Hello,
we are administering a self-hosted Gitlab instance for one of our clients.
Gitlab version in use: v14.7.0-ce.0
Host OS: Debian 9 Stretch
Said instance is having issues with high disk use in the Gitlab data folder (/var/opt/gitlab), caused primarily by artifact storage (/var/opt/gitlab/gitlab-rails/shared/artifacts) – Said directory currently takes up 190 GBs and contains directories created as far back as 2020.
I verified through the Admin section (/admin/jobs) that I can only download artifacts from jobs that are no older than the global expiration limit (2 weeks), and that no project has an expiration set to more than 2 weeks (In its .gitlab-ci.yml) and verified the artifact cleanup cron job is being scheduled and ran correctly (Via sidekiq log /var/log/gitlab/sidekiq/current)
Is there a way to pair a specific on disk artifact file to a build job in Gitlab to find out why the file isn’t being cleaned up? For example the file /var/opt/gitlab/gitlab-rails/shared/artifacts/26/d2/26d228663f13a88592a12d16cf9587caab0388b262d6d9f126ed62f9333aca94/2020_04_20/56466/63844/artifacts.zip
Note: There are many more 2020_…_… directories under the 26d22… dir.

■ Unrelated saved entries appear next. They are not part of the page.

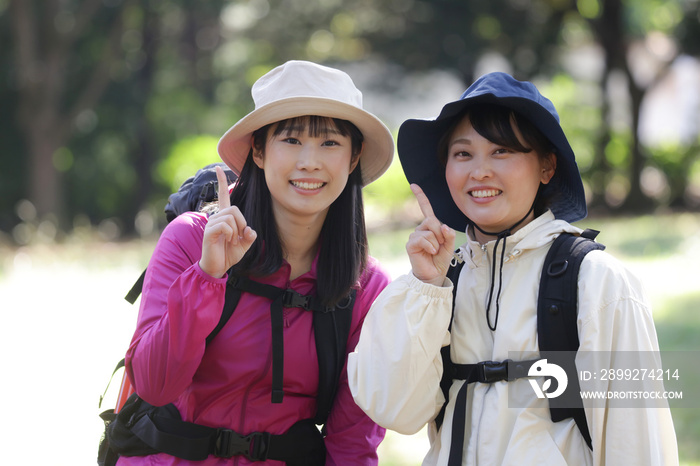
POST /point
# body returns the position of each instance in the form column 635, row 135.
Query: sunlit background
column 108, row 105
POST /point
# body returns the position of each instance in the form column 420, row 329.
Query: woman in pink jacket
column 293, row 220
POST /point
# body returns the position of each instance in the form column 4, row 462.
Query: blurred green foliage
column 172, row 74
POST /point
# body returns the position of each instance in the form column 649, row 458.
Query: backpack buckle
column 293, row 299
column 493, row 371
column 229, row 443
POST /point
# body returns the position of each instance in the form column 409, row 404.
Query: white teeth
column 305, row 185
column 486, row 193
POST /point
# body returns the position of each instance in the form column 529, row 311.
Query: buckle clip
column 253, row 446
column 293, row 299
column 494, row 371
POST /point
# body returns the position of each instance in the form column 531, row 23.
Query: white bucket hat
column 299, row 88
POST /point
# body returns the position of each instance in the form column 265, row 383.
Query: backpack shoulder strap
column 331, row 332
column 233, row 295
column 557, row 310
column 447, row 364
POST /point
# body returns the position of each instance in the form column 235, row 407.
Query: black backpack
column 140, row 429
column 557, row 309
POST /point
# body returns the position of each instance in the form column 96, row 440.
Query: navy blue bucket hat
column 418, row 141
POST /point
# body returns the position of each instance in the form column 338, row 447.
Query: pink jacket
column 228, row 383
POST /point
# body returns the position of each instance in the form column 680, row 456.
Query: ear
column 356, row 158
column 256, row 153
column 549, row 167
column 257, row 158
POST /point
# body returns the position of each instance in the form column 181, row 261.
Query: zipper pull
column 457, row 258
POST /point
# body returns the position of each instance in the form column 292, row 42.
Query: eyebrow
column 298, row 129
column 460, row 141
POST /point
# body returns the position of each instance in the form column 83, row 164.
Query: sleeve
column 394, row 373
column 617, row 330
column 180, row 306
column 352, row 437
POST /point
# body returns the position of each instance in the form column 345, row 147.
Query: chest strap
column 280, row 298
column 483, row 372
column 490, row 371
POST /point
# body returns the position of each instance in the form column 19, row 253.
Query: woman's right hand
column 431, row 245
column 227, row 236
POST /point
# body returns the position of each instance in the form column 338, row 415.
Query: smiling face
column 306, row 162
column 494, row 184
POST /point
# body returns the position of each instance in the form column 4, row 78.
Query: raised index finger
column 423, row 201
column 224, row 197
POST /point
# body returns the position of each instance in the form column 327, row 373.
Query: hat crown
column 305, row 79
column 502, row 86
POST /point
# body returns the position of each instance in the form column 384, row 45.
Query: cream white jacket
column 395, row 370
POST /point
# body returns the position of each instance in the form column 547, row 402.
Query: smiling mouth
column 481, row 193
column 307, row 186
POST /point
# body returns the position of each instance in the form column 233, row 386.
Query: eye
column 461, row 154
column 502, row 151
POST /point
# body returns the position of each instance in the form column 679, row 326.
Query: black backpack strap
column 447, row 364
column 136, row 289
column 557, row 311
column 331, row 332
column 142, row 429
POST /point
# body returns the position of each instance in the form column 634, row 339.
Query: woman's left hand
column 227, row 236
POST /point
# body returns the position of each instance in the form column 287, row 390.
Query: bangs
column 496, row 124
column 312, row 125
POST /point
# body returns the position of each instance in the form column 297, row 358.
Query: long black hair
column 343, row 244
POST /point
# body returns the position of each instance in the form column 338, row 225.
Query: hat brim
column 418, row 140
column 378, row 150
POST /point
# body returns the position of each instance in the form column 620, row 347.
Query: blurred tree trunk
column 611, row 33
column 44, row 116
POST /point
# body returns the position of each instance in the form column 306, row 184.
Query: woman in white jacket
column 496, row 164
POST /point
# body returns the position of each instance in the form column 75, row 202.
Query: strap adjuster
column 293, row 299
column 253, row 446
column 493, row 371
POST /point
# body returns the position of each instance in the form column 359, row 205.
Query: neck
column 300, row 243
column 484, row 237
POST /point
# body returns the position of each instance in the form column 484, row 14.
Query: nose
column 481, row 168
column 309, row 158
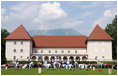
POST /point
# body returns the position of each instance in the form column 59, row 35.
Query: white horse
column 26, row 65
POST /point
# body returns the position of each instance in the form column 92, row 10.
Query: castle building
column 20, row 45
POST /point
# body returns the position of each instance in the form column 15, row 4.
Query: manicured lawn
column 59, row 71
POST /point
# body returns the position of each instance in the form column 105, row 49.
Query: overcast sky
column 78, row 15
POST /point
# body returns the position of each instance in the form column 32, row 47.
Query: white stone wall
column 59, row 50
column 99, row 49
column 27, row 48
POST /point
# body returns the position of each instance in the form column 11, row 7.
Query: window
column 68, row 51
column 41, row 51
column 55, row 51
column 14, row 50
column 96, row 50
column 14, row 42
column 62, row 51
column 21, row 56
column 102, row 43
column 75, row 51
column 96, row 43
column 36, row 51
column 14, row 57
column 21, row 42
column 102, row 56
column 21, row 50
column 49, row 51
column 102, row 50
column 96, row 57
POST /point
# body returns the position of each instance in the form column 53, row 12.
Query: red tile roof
column 60, row 41
column 99, row 34
column 19, row 33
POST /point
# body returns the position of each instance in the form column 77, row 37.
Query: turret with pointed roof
column 99, row 34
column 19, row 33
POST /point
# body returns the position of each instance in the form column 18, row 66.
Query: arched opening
column 84, row 58
column 77, row 58
column 46, row 58
column 71, row 58
column 65, row 58
column 40, row 58
column 52, row 58
column 33, row 58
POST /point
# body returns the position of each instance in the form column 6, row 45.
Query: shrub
column 87, row 62
column 25, row 62
column 108, row 62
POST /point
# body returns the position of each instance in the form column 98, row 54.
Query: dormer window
column 14, row 42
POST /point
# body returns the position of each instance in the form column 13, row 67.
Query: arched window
column 46, row 58
column 40, row 58
column 33, row 58
column 71, row 58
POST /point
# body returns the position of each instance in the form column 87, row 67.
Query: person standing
column 16, row 64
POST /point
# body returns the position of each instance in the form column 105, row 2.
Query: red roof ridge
column 19, row 33
column 99, row 34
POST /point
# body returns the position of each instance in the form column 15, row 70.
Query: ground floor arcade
column 59, row 57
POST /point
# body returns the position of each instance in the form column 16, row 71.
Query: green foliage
column 87, row 62
column 111, row 29
column 108, row 62
column 4, row 33
column 58, row 71
column 25, row 62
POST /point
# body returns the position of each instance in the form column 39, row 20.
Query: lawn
column 59, row 71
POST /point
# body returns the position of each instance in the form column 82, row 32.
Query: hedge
column 108, row 62
column 25, row 62
column 86, row 62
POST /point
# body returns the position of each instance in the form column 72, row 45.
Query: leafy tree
column 4, row 33
column 111, row 29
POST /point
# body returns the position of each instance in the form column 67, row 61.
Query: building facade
column 20, row 45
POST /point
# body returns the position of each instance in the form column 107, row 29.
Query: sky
column 81, row 16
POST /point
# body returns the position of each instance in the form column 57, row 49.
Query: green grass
column 59, row 71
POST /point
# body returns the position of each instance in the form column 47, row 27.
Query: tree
column 4, row 33
column 111, row 29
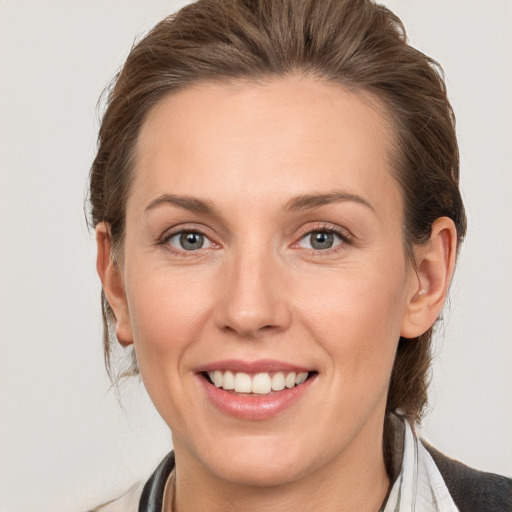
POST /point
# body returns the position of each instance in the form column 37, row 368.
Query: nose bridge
column 253, row 297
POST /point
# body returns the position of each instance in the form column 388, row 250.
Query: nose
column 254, row 297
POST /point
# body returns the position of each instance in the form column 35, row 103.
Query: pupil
column 322, row 240
column 191, row 241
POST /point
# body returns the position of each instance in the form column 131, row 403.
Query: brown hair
column 354, row 43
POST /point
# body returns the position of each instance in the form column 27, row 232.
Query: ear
column 435, row 263
column 111, row 277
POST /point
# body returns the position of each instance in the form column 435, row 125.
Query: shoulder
column 473, row 490
column 151, row 499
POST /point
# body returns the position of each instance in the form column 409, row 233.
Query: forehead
column 255, row 141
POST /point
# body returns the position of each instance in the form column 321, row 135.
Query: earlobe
column 435, row 263
column 113, row 285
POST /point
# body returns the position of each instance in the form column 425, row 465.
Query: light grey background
column 65, row 444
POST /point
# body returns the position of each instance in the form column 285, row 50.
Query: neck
column 356, row 480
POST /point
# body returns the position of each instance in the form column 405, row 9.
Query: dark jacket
column 471, row 490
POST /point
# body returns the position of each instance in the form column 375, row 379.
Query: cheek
column 356, row 317
column 167, row 311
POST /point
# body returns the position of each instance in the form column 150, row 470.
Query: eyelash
column 346, row 238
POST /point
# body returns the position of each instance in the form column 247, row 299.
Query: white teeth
column 229, row 381
column 289, row 381
column 243, row 383
column 261, row 383
column 217, row 378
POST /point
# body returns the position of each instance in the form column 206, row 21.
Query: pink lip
column 253, row 407
column 252, row 367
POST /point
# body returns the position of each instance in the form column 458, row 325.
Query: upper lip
column 252, row 367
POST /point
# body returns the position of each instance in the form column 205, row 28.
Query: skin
column 258, row 290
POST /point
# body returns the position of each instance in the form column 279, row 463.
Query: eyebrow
column 192, row 204
column 302, row 202
column 310, row 201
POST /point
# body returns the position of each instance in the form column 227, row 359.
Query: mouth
column 263, row 383
column 254, row 390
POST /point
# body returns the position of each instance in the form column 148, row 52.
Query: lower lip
column 254, row 407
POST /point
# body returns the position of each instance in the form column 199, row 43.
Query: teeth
column 243, row 383
column 260, row 384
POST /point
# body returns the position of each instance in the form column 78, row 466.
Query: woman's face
column 263, row 246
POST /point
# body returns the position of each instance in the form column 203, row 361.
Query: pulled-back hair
column 354, row 43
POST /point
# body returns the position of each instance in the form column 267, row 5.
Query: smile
column 260, row 383
column 257, row 390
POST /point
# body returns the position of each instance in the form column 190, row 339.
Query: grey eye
column 320, row 240
column 189, row 241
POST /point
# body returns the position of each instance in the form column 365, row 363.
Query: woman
column 276, row 203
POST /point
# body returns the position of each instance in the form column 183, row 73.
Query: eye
column 189, row 241
column 320, row 240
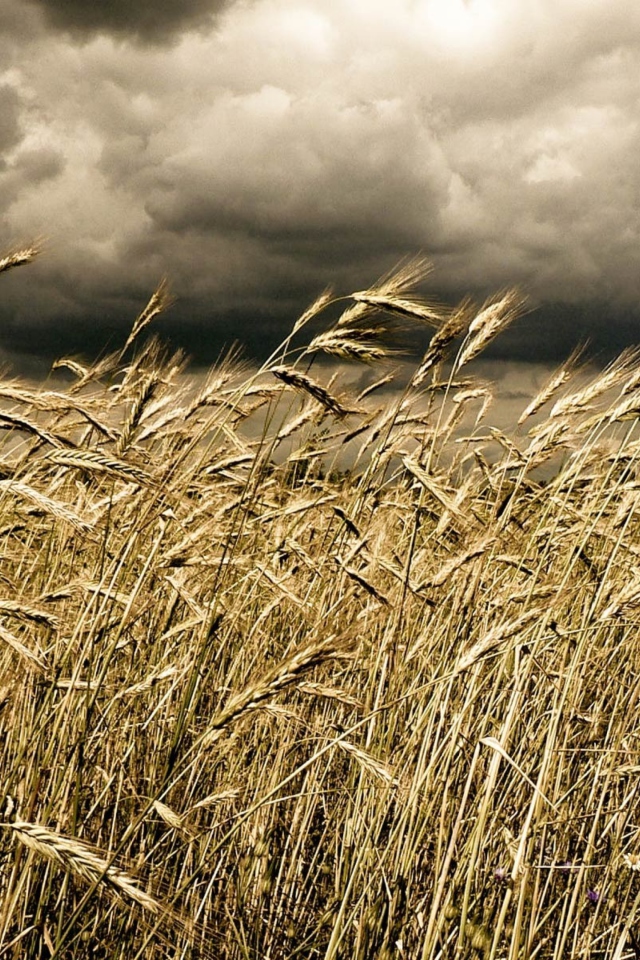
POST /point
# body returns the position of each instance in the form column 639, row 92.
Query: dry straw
column 78, row 858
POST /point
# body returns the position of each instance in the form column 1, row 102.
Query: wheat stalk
column 78, row 858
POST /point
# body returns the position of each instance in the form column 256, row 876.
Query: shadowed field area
column 259, row 704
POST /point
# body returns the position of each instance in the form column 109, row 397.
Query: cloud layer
column 255, row 151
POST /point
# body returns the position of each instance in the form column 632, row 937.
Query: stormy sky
column 254, row 151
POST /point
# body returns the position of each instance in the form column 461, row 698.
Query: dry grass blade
column 369, row 763
column 16, row 422
column 40, row 500
column 32, row 659
column 94, row 462
column 279, row 678
column 78, row 858
column 557, row 380
column 301, row 381
column 492, row 318
column 353, row 343
column 442, row 339
column 160, row 300
column 459, row 561
column 411, row 309
column 24, row 611
column 312, row 311
column 493, row 640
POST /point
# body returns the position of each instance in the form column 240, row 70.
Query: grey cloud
column 153, row 20
column 297, row 145
column 10, row 109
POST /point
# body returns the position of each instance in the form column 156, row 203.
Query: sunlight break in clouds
column 459, row 25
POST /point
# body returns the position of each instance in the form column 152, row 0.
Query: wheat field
column 289, row 671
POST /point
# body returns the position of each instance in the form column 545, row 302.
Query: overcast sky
column 254, row 151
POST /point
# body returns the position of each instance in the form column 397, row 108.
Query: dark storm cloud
column 144, row 19
column 306, row 142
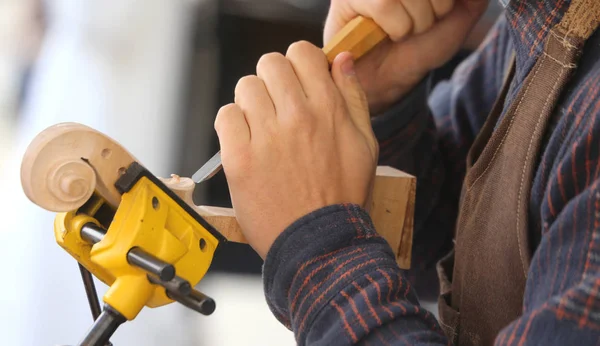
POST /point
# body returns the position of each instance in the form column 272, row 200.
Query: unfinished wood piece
column 391, row 209
column 223, row 219
column 65, row 163
column 358, row 37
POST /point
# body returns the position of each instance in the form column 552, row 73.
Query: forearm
column 334, row 281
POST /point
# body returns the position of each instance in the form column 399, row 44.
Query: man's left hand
column 297, row 138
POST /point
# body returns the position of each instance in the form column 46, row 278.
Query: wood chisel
column 358, row 37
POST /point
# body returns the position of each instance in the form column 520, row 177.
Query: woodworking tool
column 123, row 225
column 358, row 37
column 151, row 250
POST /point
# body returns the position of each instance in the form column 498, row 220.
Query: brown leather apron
column 483, row 280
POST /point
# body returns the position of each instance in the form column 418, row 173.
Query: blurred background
column 152, row 75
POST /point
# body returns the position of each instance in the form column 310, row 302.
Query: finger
column 311, row 66
column 344, row 76
column 460, row 20
column 390, row 15
column 442, row 7
column 253, row 99
column 232, row 129
column 421, row 13
column 281, row 81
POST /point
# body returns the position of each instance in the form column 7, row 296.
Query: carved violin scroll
column 65, row 163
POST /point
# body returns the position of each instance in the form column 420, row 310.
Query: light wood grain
column 66, row 163
column 358, row 37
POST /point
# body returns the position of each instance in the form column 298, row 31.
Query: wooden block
column 66, row 163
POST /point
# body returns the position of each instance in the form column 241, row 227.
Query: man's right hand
column 424, row 34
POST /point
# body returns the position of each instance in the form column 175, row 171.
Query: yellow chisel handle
column 358, row 37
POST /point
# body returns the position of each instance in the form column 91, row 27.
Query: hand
column 424, row 34
column 296, row 139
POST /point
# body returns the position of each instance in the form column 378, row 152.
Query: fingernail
column 348, row 67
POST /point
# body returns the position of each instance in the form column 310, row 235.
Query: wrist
column 383, row 98
column 311, row 240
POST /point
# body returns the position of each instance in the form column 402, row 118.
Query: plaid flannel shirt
column 333, row 280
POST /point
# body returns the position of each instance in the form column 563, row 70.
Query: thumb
column 346, row 80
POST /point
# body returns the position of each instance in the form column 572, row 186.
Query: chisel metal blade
column 209, row 169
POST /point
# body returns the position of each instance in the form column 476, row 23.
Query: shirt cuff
column 307, row 243
column 386, row 124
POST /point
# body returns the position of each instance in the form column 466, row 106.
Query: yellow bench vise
column 151, row 250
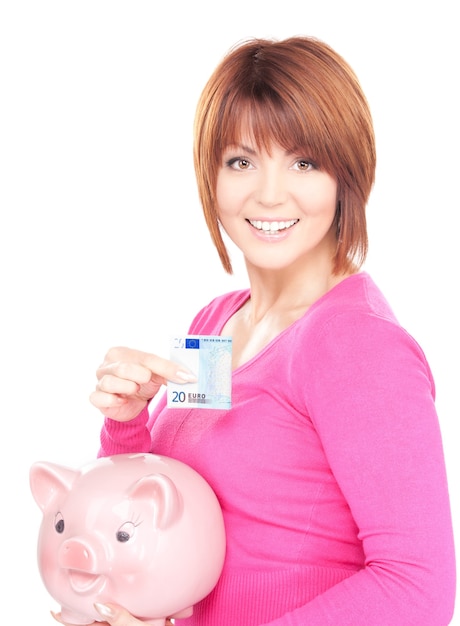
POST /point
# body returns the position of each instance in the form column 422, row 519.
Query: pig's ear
column 47, row 480
column 159, row 492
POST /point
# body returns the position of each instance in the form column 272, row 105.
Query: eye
column 304, row 165
column 239, row 163
column 59, row 523
column 125, row 532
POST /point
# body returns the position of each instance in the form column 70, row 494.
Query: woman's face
column 277, row 207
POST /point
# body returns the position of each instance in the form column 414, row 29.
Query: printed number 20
column 178, row 396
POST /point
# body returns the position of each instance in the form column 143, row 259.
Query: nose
column 271, row 190
column 77, row 554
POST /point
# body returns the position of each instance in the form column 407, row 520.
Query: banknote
column 209, row 357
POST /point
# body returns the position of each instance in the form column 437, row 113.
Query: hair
column 301, row 95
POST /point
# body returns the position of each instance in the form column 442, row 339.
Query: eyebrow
column 240, row 146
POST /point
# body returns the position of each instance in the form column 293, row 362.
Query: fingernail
column 186, row 376
column 104, row 610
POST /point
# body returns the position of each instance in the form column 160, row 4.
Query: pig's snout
column 77, row 554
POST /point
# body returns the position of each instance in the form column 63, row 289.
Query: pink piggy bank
column 140, row 530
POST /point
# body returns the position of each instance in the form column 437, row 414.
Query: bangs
column 266, row 119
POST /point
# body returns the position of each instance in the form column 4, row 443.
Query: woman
column 329, row 465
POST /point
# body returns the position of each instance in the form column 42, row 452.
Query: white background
column 102, row 241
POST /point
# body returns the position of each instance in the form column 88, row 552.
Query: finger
column 168, row 370
column 116, row 616
column 111, row 383
column 58, row 618
column 142, row 367
column 102, row 400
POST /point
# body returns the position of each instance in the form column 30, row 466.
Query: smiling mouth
column 272, row 227
column 83, row 582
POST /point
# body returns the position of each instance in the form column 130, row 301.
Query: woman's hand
column 128, row 379
column 116, row 616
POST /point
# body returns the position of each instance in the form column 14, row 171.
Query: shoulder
column 353, row 327
column 211, row 318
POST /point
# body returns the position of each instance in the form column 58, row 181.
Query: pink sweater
column 329, row 468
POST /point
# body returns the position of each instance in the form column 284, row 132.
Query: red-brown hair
column 300, row 94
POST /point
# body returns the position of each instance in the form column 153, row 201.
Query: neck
column 289, row 289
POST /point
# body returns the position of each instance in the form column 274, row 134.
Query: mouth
column 274, row 227
column 83, row 582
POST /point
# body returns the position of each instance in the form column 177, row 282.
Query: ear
column 159, row 492
column 47, row 480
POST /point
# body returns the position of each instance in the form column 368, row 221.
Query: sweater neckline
column 244, row 295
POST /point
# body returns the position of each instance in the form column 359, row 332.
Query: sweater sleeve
column 124, row 437
column 371, row 399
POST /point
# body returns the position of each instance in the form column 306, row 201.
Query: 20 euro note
column 209, row 358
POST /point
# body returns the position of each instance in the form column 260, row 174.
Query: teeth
column 272, row 227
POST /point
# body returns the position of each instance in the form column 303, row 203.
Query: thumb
column 117, row 616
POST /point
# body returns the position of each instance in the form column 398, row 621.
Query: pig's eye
column 125, row 532
column 59, row 523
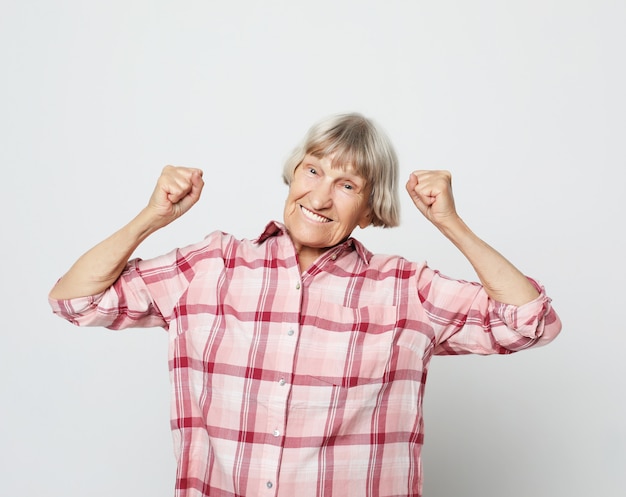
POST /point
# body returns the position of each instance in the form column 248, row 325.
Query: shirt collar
column 274, row 228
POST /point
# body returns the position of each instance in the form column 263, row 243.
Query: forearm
column 501, row 279
column 99, row 268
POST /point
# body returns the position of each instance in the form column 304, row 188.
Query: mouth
column 313, row 216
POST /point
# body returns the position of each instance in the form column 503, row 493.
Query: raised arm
column 431, row 192
column 176, row 191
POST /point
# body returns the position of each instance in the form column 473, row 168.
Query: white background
column 524, row 101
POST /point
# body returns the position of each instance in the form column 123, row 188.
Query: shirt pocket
column 346, row 346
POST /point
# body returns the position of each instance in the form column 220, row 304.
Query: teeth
column 314, row 217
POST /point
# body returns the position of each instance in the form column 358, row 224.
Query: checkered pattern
column 289, row 384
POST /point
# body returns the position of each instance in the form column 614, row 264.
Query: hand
column 431, row 192
column 176, row 191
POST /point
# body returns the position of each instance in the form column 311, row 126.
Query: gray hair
column 356, row 140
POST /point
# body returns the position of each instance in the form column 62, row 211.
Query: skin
column 323, row 207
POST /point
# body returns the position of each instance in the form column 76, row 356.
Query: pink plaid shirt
column 289, row 384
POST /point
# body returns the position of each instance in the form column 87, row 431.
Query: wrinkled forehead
column 342, row 157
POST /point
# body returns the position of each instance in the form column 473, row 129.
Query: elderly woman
column 298, row 360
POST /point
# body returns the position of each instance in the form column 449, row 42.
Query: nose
column 321, row 196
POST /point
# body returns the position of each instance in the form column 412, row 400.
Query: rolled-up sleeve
column 127, row 303
column 467, row 321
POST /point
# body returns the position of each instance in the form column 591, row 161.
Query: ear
column 366, row 218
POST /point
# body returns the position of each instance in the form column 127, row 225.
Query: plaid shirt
column 289, row 384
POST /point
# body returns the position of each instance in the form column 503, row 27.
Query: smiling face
column 324, row 205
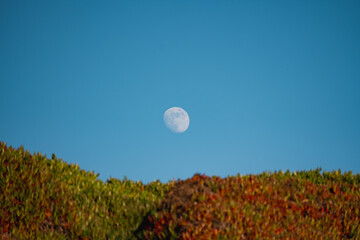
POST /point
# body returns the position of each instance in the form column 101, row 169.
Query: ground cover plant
column 45, row 198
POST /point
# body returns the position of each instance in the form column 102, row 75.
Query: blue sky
column 268, row 85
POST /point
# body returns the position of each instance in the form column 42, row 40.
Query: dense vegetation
column 49, row 199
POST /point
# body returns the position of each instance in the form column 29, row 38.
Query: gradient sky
column 268, row 85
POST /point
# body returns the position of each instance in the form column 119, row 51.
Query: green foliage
column 50, row 199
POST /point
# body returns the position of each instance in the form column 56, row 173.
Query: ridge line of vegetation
column 50, row 199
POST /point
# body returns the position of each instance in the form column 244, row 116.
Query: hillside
column 49, row 199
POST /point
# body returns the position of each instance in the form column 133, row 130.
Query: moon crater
column 176, row 119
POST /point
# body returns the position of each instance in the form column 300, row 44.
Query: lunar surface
column 176, row 119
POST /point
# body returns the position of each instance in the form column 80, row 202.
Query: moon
column 176, row 119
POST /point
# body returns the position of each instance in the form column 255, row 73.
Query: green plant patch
column 50, row 199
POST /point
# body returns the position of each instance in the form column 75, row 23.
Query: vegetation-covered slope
column 49, row 199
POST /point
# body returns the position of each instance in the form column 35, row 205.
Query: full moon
column 176, row 119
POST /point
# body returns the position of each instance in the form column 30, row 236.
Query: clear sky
column 268, row 85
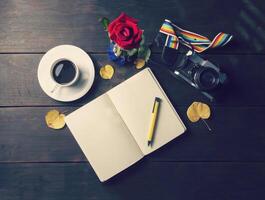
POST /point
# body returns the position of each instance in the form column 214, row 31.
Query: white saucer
column 82, row 61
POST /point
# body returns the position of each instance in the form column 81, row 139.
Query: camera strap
column 198, row 43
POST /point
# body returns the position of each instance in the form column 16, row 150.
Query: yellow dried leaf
column 203, row 110
column 139, row 63
column 106, row 72
column 198, row 110
column 192, row 112
column 54, row 119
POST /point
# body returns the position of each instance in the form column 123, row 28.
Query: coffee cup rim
column 76, row 70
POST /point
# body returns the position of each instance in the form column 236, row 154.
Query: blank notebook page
column 103, row 137
column 134, row 100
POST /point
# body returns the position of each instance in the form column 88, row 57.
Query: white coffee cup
column 59, row 65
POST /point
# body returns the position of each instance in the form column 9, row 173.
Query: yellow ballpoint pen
column 153, row 121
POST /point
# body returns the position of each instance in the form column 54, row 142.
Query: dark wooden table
column 39, row 163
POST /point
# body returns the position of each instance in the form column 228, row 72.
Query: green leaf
column 117, row 50
column 144, row 52
column 105, row 23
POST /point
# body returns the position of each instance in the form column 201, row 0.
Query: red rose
column 124, row 31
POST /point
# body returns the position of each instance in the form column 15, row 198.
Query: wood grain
column 19, row 85
column 145, row 180
column 36, row 26
column 237, row 136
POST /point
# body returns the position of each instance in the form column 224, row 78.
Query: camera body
column 200, row 73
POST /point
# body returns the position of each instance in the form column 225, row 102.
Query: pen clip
column 157, row 99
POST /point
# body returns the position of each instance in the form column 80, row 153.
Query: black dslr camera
column 192, row 68
column 200, row 73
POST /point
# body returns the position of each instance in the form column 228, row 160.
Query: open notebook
column 112, row 129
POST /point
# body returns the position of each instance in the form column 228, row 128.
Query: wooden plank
column 19, row 85
column 237, row 136
column 38, row 26
column 145, row 180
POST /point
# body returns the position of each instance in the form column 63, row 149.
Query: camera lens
column 206, row 78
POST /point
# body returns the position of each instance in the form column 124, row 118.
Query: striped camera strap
column 199, row 43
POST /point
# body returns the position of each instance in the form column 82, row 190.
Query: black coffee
column 64, row 72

That one file is just an example that takes up about 26MBs
I tried using the rails console to find more details, alas, I am not very well versed in the Gitlab API / Libraries that that environment provides and was thus unable to find anything useful to go by.
Edit: Running gitlab-rake gitlab:cleanup:orphan_job_artifact_files
also doesn’t find any orphaned to clean up: Processed 171887 job artifact(s) to find and cleaned 0 orphan(s).